Semangkuk Bakmi Panas

Selasa, 03 Mei 2011



Pada malam itu, Ana bertengkar dengan ibunya. Karena sangat marah, Ana segera meninggalkan rumah tanpa membawa apa pun. Di tengah perjalanan, ia baru menyadari bahwa ia sama sekali tidak membawa uang.

Saat menyusuri sebuah jalan, ia melewati sebuah kedai bakmi dan ia mencium harumnya aroma masakan. Ia ingin sekali memesan semangkuk bakmi, tetapi ia tidak mempunyai uang.
Pemilik kedai melihat Ana berdiri cukup lama di depan kedainya, lalu berkata, “Nona, apakah engkau ingin memesan semangkuk bakmi?” “Ya, tetapi, aku tidak membawa uang,” jawab Ana dengan
malu-malu. “Tidak apa-apa, aku akan mentraktirmu,” jawab si pemilik kedai. “Silahkan duduk, aku akan memasakkan bakmi untukmu.”

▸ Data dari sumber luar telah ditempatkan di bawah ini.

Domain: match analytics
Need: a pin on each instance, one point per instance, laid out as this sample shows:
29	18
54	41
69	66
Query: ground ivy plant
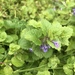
37	37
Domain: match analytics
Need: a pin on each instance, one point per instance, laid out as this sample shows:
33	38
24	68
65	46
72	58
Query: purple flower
56	43
45	47
31	50
74	11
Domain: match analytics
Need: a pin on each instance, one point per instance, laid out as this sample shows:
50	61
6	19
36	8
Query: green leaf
13	48
71	60
43	72
8	70
24	44
71	45
34	23
68	69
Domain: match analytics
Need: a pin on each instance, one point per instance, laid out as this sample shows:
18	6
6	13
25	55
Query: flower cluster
44	47
30	49
56	43
74	11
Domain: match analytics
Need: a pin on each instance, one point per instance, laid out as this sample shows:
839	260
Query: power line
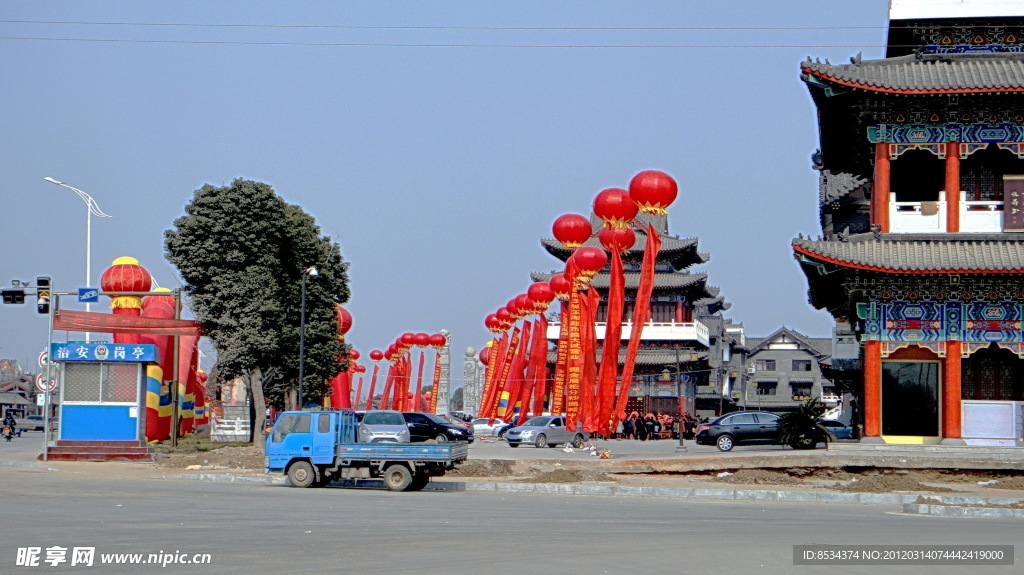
467	28
438	45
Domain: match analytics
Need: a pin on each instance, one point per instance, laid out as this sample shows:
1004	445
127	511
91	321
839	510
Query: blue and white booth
102	390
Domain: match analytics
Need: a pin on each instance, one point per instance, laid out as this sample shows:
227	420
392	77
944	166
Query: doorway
910	398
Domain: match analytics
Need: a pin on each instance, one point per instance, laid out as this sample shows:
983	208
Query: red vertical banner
436	383
494	369
574	363
502	379
640	310
419	383
516	380
609	354
561	355
373	387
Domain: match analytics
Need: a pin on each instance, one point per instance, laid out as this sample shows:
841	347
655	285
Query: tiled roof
921	253
927	74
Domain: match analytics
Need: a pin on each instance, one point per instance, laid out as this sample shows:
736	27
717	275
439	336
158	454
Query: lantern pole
308	272
91	209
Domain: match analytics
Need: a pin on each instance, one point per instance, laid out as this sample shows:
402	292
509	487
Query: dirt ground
247	459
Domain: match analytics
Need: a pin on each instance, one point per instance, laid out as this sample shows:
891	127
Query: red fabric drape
502	378
373	387
640	310
561	356
436	383
609	355
574	363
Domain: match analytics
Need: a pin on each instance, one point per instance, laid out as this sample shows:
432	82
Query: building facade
922	206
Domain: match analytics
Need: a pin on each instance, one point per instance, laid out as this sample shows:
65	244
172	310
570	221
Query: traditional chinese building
921	196
676	345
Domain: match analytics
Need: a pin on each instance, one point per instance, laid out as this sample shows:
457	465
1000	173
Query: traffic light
43	293
12	296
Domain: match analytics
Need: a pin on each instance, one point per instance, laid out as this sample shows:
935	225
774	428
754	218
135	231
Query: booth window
100	383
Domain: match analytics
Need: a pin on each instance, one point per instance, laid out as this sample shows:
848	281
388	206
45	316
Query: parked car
739	428
482	427
545	431
838	430
383	425
32	423
424	427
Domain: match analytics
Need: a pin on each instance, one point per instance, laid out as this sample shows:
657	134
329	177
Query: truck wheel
397	478
420	481
301	474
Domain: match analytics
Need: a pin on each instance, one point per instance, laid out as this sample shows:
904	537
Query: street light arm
89	202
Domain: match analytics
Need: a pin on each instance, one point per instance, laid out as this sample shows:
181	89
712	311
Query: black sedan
738	428
424	427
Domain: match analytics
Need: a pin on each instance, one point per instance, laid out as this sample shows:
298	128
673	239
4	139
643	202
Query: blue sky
436	141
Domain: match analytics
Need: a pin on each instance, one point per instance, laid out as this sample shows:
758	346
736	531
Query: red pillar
952	187
880	194
951	391
872	389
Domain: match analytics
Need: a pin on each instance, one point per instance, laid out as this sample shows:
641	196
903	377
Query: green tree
241	251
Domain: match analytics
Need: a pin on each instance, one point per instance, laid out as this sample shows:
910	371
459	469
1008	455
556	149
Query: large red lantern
542	295
344	320
560	285
493	323
524	305
615	208
653	191
617	238
126	275
571	229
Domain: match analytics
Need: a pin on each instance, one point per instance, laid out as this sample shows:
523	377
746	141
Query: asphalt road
255	528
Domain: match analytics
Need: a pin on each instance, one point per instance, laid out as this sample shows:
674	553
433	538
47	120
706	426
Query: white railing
980	217
916	217
672	330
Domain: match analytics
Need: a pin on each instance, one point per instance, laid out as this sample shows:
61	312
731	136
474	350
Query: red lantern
126	275
590	260
524	304
571	229
344	320
406	342
615	208
505	317
616	238
560	285
542	295
493	323
653	191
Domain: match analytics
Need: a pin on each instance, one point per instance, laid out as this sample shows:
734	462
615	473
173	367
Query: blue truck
313	448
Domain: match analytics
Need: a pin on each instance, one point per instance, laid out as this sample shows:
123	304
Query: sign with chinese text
1013	204
145	353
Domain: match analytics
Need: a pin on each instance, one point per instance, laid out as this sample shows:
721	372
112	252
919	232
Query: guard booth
102	390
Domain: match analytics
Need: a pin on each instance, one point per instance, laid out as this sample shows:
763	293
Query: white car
481	427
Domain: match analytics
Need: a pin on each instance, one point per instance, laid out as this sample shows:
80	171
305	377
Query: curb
948	505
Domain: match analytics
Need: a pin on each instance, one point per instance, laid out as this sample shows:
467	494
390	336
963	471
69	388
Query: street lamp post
308	272
92	209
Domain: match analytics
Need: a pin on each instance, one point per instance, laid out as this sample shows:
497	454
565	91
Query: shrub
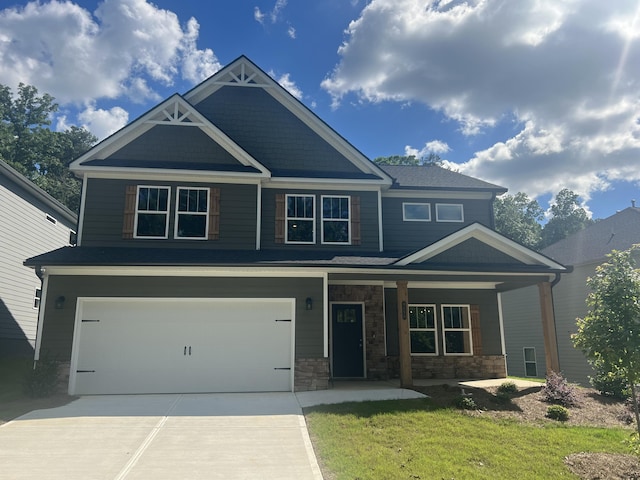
42	380
558	412
508	388
465	402
558	391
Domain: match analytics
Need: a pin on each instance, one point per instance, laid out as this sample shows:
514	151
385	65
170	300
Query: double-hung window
456	330
152	212
422	329
300	219
192	213
336	220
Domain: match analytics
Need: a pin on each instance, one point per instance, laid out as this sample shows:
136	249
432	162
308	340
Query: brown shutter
355	220
129	211
280	220
214	214
475	330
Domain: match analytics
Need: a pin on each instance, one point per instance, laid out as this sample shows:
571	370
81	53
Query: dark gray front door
347	341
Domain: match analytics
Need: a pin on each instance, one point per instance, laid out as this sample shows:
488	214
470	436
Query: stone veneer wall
423	367
373	298
311	374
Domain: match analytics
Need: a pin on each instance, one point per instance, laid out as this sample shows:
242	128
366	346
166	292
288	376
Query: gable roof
491	238
617	232
434	177
20	180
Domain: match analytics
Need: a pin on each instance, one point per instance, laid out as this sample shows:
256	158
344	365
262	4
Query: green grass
413	439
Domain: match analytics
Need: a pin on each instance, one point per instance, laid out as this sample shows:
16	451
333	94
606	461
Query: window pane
423	342
194	226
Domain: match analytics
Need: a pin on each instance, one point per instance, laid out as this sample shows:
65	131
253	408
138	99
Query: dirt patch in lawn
528	405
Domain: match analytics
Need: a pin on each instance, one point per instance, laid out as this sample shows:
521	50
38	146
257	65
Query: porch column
549	327
404	340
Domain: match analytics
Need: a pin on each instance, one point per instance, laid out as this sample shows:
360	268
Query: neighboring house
230	240
584	251
32	222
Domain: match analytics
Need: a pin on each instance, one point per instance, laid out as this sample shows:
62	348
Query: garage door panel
169	346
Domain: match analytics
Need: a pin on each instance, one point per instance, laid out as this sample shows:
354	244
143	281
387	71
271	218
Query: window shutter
280	220
355	220
476	338
129	211
214	214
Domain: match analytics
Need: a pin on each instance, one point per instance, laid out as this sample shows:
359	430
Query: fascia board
485	235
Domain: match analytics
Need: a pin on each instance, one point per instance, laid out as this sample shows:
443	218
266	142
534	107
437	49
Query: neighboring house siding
404	235
485	299
104	213
523	329
272	134
25	232
58	330
369	231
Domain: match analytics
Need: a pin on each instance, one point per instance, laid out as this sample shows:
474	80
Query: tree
31	147
567	218
610	332
518	218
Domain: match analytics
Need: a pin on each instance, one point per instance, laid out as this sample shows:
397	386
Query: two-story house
31	222
230	240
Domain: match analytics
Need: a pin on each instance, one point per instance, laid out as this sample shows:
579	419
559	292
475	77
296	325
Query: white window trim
404	217
166	226
450	205
467	330
434	330
322	220
535	361
205	214
287	218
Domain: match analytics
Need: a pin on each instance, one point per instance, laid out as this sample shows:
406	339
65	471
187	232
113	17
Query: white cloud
123	48
565	70
103	123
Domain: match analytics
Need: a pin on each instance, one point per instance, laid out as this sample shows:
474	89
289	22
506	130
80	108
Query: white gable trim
485	235
173	111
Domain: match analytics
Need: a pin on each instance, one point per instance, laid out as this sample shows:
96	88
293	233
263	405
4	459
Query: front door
347	340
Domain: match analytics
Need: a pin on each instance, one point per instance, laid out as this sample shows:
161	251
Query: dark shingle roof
617	232
433	177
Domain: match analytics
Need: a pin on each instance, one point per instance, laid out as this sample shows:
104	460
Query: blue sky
534	95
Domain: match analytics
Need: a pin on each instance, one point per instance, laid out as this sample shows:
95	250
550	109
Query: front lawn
416	439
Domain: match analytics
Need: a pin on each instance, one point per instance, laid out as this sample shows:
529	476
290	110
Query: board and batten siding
406	236
104	214
369	232
25	233
57	334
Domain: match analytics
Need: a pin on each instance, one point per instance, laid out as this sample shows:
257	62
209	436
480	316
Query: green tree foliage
31	147
518	217
567	218
610	332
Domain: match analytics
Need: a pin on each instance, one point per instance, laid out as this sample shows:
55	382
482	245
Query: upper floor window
152	212
416	212
422	329
449	212
300	219
192	213
456	328
335	220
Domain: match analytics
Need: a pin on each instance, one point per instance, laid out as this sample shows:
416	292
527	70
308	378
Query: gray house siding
26	232
57	335
404	235
104	213
523	329
485	299
369	231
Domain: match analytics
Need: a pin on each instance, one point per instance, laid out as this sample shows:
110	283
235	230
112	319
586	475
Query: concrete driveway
197	436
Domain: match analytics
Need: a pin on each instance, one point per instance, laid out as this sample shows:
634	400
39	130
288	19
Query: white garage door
182	346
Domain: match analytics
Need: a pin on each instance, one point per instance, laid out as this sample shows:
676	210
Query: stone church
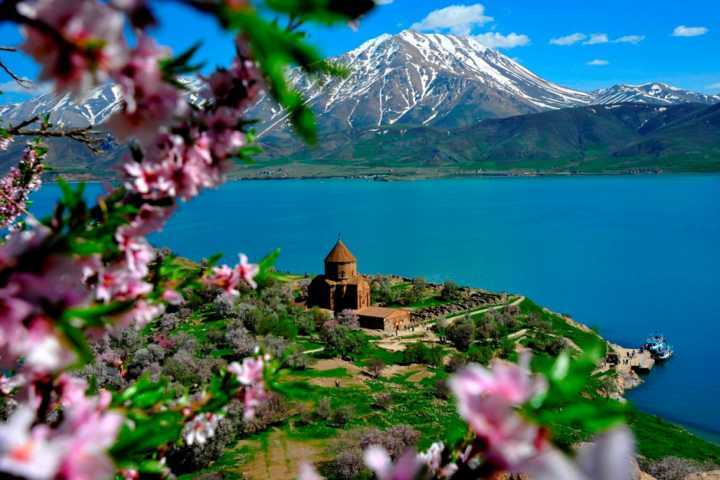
342	287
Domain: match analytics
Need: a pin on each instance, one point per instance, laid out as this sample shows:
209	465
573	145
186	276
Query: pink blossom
173	297
238	86
28	451
5	143
9	384
44	351
141	313
486	400
609	457
17	185
432	458
247	271
407	467
511	383
138	253
149	102
250	375
201	428
19	243
57	282
91	28
225	137
118	283
90	431
253	397
151	180
225	278
250	372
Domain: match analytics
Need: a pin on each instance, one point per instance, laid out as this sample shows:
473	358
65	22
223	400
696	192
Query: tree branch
86	135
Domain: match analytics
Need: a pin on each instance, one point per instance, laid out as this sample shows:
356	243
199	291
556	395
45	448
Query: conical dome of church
340	254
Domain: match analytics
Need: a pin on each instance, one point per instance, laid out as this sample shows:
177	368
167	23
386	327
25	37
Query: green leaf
325	11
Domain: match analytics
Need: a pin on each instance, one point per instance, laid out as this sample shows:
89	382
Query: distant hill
682	137
428	100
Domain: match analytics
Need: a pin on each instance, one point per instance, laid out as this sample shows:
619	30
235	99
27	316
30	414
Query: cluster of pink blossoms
18	184
487	400
506	442
250	376
75	449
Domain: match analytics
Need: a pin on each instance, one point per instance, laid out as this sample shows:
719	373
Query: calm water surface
629	255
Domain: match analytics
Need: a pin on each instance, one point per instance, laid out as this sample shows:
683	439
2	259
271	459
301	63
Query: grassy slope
415	403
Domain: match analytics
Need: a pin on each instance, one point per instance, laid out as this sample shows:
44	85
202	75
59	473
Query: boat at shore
658	347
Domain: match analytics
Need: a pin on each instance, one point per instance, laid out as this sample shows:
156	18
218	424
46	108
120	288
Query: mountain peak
657	93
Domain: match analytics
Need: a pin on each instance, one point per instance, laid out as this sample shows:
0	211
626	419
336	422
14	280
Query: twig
23	82
86	135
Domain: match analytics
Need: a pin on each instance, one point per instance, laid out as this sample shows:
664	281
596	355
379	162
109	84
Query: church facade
341	287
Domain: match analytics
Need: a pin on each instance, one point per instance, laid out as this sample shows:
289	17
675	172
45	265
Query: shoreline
411	177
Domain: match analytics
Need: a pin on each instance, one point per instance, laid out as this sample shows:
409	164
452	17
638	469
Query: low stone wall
472	301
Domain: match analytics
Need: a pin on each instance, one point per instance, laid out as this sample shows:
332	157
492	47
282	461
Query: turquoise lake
628	255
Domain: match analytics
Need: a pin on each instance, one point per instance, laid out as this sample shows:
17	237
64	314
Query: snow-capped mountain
652	93
93	110
425	79
408	79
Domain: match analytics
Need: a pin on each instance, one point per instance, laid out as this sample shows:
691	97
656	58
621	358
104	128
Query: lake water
628	255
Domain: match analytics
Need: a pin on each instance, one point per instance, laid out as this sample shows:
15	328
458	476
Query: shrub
375	366
461	333
418	352
272	411
674	468
481	354
451	292
341	416
349	319
279	326
456	362
382	401
348	462
383	292
324	409
242	342
187	370
442	391
341	341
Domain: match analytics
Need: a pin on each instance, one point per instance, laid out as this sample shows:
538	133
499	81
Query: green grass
559	326
658	438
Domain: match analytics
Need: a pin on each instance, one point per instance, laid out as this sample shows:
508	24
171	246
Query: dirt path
280	456
515	302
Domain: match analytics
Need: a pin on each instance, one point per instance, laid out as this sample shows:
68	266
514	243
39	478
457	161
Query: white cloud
597	39
498	40
683	31
634	39
458	19
568	39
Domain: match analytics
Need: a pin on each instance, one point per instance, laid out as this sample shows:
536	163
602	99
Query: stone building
341	287
381	318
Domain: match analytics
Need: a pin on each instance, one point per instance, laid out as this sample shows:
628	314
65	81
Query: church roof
340	254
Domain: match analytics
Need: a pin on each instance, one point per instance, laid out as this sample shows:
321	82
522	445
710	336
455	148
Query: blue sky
579	43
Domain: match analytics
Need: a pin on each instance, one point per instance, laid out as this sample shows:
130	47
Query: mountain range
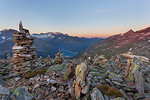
137	42
48	43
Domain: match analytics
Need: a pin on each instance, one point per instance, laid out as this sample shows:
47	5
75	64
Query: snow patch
41	36
17	47
3	37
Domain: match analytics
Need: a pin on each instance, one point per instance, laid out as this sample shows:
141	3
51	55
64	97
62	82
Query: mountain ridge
136	42
48	43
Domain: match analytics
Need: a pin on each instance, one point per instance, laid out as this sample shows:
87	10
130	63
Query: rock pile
59	58
101	79
23	49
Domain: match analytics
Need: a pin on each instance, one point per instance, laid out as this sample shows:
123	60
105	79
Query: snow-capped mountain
137	42
6	35
48	43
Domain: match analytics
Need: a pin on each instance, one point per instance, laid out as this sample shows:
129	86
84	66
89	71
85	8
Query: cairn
23	49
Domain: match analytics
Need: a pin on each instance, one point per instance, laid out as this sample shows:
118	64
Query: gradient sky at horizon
87	18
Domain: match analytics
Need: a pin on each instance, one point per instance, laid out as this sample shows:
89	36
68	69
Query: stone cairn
23	49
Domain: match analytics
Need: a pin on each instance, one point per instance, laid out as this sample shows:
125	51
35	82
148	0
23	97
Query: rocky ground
70	79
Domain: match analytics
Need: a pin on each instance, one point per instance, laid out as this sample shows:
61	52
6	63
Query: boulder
4	91
21	94
96	94
70	71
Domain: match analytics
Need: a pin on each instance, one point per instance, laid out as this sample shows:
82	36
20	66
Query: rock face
4	90
96	95
21	94
59	58
23	49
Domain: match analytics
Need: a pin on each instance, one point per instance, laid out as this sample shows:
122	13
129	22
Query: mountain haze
137	42
48	43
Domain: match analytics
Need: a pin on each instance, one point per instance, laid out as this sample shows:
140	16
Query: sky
83	18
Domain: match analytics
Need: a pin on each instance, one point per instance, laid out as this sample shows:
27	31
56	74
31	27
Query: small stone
53	89
59	94
139	81
21	94
96	94
147	87
85	90
4	91
61	89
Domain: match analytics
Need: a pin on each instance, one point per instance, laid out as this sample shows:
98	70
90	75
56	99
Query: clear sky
88	18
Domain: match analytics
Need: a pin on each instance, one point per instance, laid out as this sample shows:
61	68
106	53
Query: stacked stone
23	49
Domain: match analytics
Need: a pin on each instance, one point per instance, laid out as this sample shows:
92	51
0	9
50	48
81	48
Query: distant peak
130	31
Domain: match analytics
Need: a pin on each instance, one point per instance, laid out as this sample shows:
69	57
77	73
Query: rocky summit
122	77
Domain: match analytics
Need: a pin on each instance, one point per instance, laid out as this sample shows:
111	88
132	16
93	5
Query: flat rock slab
4	91
139	82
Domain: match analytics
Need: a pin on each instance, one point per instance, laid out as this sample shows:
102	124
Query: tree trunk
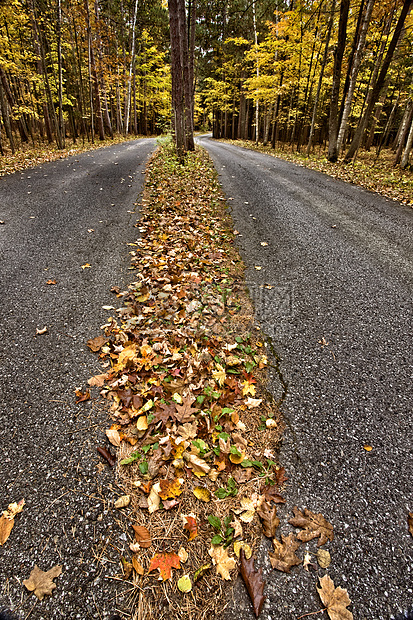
375	93
335	91
354	73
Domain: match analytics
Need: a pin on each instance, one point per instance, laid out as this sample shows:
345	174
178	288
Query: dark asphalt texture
48	444
339	317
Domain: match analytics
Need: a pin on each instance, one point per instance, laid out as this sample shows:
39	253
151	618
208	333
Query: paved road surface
48	444
340	261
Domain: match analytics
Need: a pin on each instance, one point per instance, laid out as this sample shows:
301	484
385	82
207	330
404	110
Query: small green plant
223	531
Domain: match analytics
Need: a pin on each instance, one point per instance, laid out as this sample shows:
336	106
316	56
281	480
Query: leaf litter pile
194	429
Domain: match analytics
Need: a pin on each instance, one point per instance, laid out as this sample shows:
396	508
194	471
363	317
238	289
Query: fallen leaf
335	599
137	566
95	344
170	488
254	582
142	536
323	558
191	526
164	562
314	526
240	544
269	519
82	397
40	582
183	555
223	563
202	494
283	557
98	380
113	435
184	584
123	501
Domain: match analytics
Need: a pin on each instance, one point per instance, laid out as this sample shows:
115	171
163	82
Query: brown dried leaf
142	536
314	526
254	582
95	344
335	599
40	582
269	519
283	557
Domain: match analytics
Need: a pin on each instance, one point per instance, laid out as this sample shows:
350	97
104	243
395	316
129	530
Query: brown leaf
41	583
82	397
271	494
164	562
184	412
254	582
170	488
95	344
280	477
335	599
269	519
314	526
283	557
142	536
6	526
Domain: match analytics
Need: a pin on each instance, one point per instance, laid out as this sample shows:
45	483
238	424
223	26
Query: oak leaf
40	582
164	562
335	599
170	488
254	582
224	564
314	526
269	519
283	557
142	536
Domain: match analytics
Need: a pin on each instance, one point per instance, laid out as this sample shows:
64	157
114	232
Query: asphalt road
59	217
339	315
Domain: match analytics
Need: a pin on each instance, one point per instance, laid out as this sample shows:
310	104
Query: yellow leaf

Tak lama kemudian, pemilik kedai itu mengantarkan semangkuk bakmi. Ana segera makan beberapa suap, kemudian air matanya mulai berlinang. “Ada apa, Nona?” tanya si pemilik kedai.
“Tidak apa-apa, aku hanya terharu,” jawab Ana sambil mengeringkan air matanya.
“Bahkan, seorang yang baru ku kenal pun memberi aku semangkuk bakmi, tetapi ibuku sendiri, setelah bertengkar denganku, mengusirku dari rumah dan mengatakan padaku agar jangan kembali lagi ke rumah. Kau, seorang yang baru kukenal, tetapi begitu peduli denganku dibandingkan dengan ibu kandungku sendiri,” katanya kepada pemilik kedai.
Setelah mendengar perkataan Ana, pemilik kedai itu menarik napas panjang dan berkata, “Nona, mengapa kau berpikir seperti itu? Renungkan hal ini, aku hanya memberi semangkuk bakmi dan kau begitu terharu. Ibumu telah memasak bakmi dan nasi untukmu saat kau kecil sampai saat ini, mengapa kau tidak berterima kasih kepadanya? Dan, kau malah bertengkar dengannya.” Ana terhenyak mendengar hal tersebut. “Mengapa aku tidak berpikir tentang hal itu? Untuk semangkuk bakmi dari orang yang baru kukenal, aku begitu berterima kasih, tetapi kepada ibuku yang memasak untukku selama bertahun-tahun, aku bahkan tidak memperlihatkan kepedulian kepadanya. Dan, hanya karena persoalan sepele, aku bertengkar dengannya.”

Ana segera menghabiskan bakminya, lalu ia menguatkan dirinya untuk segera pulang ke rumahnya. Saat berjalan ke rumah, ia memikirkan kata-kata yang harus diucapkan kepada ibunya. Begitu sampai di ambang pintu rumah, ia melihat ibunya dengan wajah letih dan cemas. Ketika bertemu Ana, kalimat pertama yang keluar dari mulutnya adalah “Ana kau sudah pulang, cepat masuklah, aku telah menyiapkan makan malam dan makanlah dahulu sebelum kau tidur, makanan akan menjadi dingin jika kau tidak memakannya sekarang.” Pada saat itu, Ana tidak dapat menahan tangisnya dan ia menangis di hadapan ibunya.